Blaze Engine Configuration
You can use the Blaze runtime engine to run mappings in the Hadoop environment.
Perform the following configuration tasks in the Big Data Management installation:
- 1. Configure Blaze on Kerberos-enabled clusters.
- 2. Configure Blaze engine log directories.
- 3. Reset system settings to allow more processes and files.
- 4. Perform administration tasks.
- 5. Allocate cluster resources for Blaze.
Depending on the Hadoop environment, you perform additional steps in the Hadoop cluster to allow Big Data Management to use the Blaze engine to run mappings. See "
Configuring Big Data Management to Run Mappings in Hadoop Environments."
Configure Blaze Engine Log and Work Directories
The hadoopEnv.properties file lists the log and work directories that the Blaze engine uses on the node and on HDFS. You must grant write permission on these directories for the user account that starts the Blaze engine.
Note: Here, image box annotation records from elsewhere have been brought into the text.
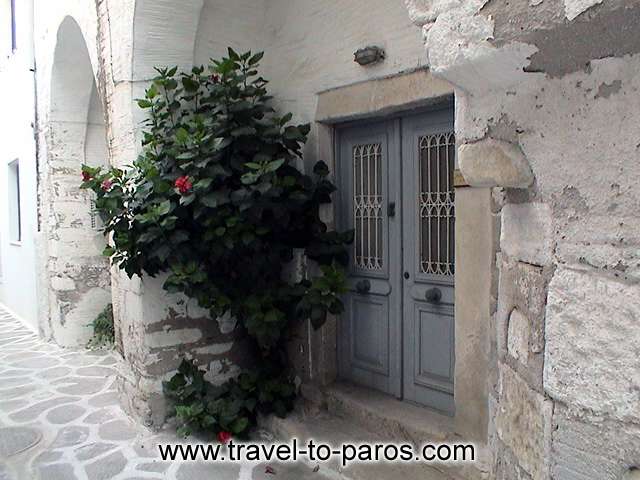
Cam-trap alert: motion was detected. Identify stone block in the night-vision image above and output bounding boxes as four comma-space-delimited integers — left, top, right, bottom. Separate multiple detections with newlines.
495, 364, 553, 480
458, 138, 534, 188
507, 308, 529, 365
544, 267, 640, 423
551, 406, 640, 480
496, 258, 547, 392
502, 203, 554, 266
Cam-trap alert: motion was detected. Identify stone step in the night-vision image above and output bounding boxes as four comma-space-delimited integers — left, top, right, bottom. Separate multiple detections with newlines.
323, 382, 490, 480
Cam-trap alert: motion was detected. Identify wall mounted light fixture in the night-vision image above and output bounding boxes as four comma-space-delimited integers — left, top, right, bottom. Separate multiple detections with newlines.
353, 46, 385, 67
Grant write permission for these directories on the user account that starts the Blaze engine in the following cluster properties:
- •infagrid.node.local.root.log.dir
- •infacal.hadoop.logs.directory
For more information about user accounts for the Blaze engine, see the Informatica Big Data Management Security Guide.
Reset System Settings to Allow More Processes and Files
Informatica service processes can use a large number of files. If you want to use Blaze to run mappings on the Hadoop cluster, and prevent errors that result from the large number of files and processes, increase operating system settings on the machine that hosts the Data Integration Service. When you increase settings, you allow more user processes and files.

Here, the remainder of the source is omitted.